Spam Protection
The plugin includes built-in spam prevention that works without any configuration or third-party services.
Honeypot Field
Every form includes a hidden text field that is invisible to human visitors but visible to automated bots. If a bot fills in this field, the submission is silently discarded — the bot receives a fake “success” response so it doesn’t retry.
No configuration needed. This is always active.
Rate Limiting
Submissions are rate-limited per IP address:
- 20 submissions per 10 minutes from the same IP address (subscribe endpoint; update-subscriptions is 30/10min, unsubscribe 60/10min)
- After hitting the limit, submissions return “Too many requests. Please wait a moment and try again.”
- The limit resets after 10 minutes
Rate limits are stored as WordPress transients and require no configuration.
Nonce Verification
Every form submission includes a WordPress nonce token that is verified server-side. This prevents:
- Cross-site request forgery (CSRF) attacks
- Submissions from forms on other domains
- Direct POST requests without first loading the page
If the nonce is invalid or expired, the submission is rejected with a “Security check failed” message.
Email Validation
- Client-side: JavaScript validates the email format on blur (before submission)

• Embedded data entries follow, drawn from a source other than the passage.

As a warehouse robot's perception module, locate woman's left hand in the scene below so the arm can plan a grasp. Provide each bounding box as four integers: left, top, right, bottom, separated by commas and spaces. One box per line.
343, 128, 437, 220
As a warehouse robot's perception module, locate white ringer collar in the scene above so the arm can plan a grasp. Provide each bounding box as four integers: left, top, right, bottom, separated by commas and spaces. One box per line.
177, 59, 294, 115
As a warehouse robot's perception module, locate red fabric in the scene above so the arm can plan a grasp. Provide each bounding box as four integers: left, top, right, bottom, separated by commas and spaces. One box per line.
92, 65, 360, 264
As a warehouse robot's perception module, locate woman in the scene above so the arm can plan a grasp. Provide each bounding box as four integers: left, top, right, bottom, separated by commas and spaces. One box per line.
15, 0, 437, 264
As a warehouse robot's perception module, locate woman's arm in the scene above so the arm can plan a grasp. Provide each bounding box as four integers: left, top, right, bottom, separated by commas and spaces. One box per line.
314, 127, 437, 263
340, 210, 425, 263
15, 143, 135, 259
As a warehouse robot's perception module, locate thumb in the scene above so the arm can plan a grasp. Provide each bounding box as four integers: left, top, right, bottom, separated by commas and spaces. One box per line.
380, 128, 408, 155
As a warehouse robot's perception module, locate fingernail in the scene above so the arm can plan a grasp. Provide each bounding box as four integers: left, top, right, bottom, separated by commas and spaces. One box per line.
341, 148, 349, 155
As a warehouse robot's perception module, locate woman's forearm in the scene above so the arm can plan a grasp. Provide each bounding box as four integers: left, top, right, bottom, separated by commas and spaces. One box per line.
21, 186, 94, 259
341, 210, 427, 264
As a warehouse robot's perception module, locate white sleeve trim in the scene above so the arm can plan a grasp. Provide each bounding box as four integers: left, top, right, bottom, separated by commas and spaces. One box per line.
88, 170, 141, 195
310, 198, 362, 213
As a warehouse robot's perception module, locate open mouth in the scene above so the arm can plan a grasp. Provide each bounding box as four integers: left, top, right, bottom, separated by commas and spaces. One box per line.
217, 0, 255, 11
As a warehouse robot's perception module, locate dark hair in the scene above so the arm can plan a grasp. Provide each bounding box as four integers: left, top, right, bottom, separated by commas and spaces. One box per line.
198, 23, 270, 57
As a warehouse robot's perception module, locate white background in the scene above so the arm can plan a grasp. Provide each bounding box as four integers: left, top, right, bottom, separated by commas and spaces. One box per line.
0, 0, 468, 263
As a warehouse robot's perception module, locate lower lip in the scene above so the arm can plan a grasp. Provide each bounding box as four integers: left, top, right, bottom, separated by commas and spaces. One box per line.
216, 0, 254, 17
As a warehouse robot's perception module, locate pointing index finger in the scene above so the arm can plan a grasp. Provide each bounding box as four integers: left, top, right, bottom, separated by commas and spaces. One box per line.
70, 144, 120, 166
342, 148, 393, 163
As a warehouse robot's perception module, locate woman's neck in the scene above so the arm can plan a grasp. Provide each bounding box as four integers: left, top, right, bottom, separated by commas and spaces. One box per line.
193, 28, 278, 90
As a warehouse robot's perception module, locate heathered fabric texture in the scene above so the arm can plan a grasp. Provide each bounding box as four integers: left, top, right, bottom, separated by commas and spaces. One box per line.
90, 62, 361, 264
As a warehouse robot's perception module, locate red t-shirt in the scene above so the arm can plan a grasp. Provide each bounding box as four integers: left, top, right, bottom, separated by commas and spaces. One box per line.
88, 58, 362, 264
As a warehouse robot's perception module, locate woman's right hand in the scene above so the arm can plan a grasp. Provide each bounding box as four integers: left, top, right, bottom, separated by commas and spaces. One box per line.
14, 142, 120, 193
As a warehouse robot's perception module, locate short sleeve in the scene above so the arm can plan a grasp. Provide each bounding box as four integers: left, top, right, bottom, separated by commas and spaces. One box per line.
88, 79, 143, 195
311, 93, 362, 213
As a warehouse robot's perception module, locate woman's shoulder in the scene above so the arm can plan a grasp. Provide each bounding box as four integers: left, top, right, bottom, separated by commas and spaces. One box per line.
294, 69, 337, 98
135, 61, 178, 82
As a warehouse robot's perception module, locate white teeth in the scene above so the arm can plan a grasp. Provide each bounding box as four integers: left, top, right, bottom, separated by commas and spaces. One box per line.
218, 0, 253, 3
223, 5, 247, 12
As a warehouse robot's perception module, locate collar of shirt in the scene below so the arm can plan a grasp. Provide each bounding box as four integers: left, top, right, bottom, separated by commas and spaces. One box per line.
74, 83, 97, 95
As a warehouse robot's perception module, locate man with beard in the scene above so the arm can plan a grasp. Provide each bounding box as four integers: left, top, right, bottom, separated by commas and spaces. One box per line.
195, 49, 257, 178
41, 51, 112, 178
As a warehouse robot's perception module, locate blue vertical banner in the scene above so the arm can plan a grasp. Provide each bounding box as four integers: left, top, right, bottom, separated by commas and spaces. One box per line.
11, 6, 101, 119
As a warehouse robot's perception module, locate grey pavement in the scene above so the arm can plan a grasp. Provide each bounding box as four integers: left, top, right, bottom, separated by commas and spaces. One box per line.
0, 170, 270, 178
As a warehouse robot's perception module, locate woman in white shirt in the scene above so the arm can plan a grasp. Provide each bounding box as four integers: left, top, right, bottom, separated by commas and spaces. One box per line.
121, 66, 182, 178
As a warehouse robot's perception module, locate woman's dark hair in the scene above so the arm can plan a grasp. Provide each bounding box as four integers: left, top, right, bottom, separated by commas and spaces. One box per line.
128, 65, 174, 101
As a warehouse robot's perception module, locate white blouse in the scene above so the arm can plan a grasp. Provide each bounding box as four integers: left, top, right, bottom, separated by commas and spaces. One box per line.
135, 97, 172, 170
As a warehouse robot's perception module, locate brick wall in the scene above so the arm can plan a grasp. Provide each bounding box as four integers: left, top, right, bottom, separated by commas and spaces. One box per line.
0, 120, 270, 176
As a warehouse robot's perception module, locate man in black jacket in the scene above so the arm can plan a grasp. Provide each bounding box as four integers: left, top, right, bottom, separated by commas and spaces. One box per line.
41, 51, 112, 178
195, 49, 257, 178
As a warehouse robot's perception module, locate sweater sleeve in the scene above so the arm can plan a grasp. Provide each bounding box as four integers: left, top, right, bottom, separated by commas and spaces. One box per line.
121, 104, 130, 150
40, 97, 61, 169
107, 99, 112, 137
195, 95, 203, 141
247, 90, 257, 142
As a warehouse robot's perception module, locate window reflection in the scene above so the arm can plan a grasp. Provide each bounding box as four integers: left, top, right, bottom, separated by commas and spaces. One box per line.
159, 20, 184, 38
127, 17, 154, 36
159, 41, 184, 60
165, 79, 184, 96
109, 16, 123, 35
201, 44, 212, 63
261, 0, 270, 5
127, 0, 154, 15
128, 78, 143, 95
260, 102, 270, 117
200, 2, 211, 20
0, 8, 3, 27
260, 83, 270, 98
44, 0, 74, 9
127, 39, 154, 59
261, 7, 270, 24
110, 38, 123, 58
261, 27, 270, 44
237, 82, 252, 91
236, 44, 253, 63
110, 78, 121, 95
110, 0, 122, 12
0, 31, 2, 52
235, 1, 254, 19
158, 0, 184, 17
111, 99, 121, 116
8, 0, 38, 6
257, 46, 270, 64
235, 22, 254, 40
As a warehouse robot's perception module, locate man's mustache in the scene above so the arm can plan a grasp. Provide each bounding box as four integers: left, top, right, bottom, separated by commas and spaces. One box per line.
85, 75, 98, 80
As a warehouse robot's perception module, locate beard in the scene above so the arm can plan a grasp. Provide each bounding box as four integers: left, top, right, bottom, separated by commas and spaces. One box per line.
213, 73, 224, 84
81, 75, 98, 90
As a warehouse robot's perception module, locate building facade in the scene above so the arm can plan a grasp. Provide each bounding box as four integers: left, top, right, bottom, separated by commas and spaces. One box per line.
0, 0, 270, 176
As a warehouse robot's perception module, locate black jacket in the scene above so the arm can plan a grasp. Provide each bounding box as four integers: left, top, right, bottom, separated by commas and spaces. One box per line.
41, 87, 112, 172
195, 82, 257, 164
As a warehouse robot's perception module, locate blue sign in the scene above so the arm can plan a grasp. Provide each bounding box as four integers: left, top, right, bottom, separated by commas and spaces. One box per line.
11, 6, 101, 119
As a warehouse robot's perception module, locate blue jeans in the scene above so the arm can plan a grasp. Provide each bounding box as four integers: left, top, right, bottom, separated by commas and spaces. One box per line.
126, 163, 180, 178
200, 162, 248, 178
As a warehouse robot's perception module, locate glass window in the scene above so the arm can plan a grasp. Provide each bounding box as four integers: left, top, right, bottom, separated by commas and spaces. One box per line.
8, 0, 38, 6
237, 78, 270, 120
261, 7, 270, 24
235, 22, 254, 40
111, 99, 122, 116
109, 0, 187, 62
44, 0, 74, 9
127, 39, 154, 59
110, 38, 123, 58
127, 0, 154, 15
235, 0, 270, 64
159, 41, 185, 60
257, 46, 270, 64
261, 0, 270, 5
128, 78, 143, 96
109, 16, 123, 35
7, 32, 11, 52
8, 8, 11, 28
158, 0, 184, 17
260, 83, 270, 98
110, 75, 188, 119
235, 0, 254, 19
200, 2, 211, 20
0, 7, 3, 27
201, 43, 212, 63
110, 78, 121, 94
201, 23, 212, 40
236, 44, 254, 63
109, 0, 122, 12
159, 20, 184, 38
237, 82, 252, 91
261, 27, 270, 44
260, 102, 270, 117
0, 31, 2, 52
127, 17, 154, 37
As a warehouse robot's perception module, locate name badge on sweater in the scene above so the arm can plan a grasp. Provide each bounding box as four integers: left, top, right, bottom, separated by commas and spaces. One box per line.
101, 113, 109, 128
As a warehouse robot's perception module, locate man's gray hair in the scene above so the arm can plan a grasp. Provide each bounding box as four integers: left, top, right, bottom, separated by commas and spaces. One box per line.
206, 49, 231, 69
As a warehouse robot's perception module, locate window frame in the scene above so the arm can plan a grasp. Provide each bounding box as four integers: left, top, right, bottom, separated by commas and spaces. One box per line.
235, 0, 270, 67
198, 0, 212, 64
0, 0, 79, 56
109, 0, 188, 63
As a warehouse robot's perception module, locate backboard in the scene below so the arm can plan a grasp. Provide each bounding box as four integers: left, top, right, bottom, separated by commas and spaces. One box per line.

- Server-side: PHP validates the email format using WordPress’s
is_email()function
Invalid emails are rejected before any database operations occur.
What’s Not Included
These may be added in future versions:
- reCAPTCHA / hCaptcha — challenge-based verification for high-traffic sites
- IP blocklist — manual or automatic blocking of specific IPs
(Double opt-in is available — email confirmation before a sign-up becomes active — see Double Opt-in.)
- Email domain blocklist — blocking disposable email services
For most sites, the honeypot + rate limiting combination effectively blocks automated spam without any user friction.